Excerpted from: HBR, What Do Customers Really Want?, by Almquist & Lee, April 2009

Most customer-preference rating tools used in product development today are blunt instruments, primarily because consumers have a hard time articulating their real desires.

Asked to rate a long list of product attributes on a scale of 1 (“completely unimportant”) to 10 (“extremely important”), customers are apt to say they want many or even most of them.

To crack that problem, companies need a way to help customers sharpen the distinction between “nice to have” and “gotta have.”

Some companies are beginning to pierce the fog using a research technique called “Maximum Difference Scaling.” which requires customers to make a sequence of explicit trade-offs.
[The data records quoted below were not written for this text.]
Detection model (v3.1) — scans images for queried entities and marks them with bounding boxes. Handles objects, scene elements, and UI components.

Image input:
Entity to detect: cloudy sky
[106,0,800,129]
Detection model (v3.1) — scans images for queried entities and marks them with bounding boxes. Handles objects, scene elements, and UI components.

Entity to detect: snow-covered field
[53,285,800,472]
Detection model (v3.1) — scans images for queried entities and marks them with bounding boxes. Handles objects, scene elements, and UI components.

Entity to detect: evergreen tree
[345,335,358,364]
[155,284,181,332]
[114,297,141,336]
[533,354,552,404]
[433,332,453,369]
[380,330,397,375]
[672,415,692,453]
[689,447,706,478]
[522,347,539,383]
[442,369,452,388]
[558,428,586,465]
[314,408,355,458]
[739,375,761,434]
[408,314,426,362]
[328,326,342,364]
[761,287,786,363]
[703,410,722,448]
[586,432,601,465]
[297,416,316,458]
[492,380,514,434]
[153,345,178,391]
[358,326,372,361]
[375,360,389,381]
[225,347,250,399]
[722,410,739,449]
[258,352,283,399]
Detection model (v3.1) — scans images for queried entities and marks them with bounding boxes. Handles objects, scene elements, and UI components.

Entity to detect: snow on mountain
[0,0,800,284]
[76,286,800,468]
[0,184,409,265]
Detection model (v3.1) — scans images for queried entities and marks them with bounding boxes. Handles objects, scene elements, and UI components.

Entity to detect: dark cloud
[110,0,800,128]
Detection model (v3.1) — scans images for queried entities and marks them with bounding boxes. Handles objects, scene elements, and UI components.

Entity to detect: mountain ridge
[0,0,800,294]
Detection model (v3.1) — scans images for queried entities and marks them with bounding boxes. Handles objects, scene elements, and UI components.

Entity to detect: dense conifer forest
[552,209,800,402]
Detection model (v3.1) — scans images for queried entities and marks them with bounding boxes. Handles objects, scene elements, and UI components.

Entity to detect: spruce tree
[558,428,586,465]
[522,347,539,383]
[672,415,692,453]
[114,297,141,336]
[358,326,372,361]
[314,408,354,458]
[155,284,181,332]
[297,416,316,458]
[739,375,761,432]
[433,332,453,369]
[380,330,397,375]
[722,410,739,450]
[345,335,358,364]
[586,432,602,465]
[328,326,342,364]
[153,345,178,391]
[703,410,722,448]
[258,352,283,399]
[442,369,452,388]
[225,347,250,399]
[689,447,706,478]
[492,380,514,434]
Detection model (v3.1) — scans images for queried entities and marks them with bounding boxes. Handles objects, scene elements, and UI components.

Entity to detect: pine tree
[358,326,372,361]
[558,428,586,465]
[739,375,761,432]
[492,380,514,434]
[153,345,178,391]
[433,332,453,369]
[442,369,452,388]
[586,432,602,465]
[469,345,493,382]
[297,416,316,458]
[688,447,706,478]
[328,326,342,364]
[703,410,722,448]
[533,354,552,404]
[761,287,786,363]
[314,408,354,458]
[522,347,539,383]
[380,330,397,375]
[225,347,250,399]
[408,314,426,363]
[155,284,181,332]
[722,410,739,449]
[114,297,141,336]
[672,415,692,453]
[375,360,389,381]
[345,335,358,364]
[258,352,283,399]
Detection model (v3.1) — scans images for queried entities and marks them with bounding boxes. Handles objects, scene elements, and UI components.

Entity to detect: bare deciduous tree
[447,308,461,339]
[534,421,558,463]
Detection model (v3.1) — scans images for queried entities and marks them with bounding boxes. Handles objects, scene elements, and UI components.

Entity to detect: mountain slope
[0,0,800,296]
  • Researchers begin by amassing a list of product or brand attributes—typically from 10 to 40— that represent potential benefits.
  • Then they present respondents with sets of four or so attributes at a time, asking them to select which attribute of each set they prefer most and
    least.
  • Subsequent rounds of mixed groupings enable the researchers to identify the standing of each attribute relative to all the others by the number of times customers select it as their most or least important consideration.

A popular restaurant chain recently used MaxDiff to understand why its expansion efforts were misfiring. In a series of focus groups and preference surveys, consumers agreed about what they wanted: more healthful meal options and updated decor.

But, using MaxDiff showed that prompt service of hot meals and a convenient location were far more important to customers than healthful items and modern furnishings, which ended up well down on the list.

The best path forward was to improve kitchen service and select restaurant sites based on where customers worked.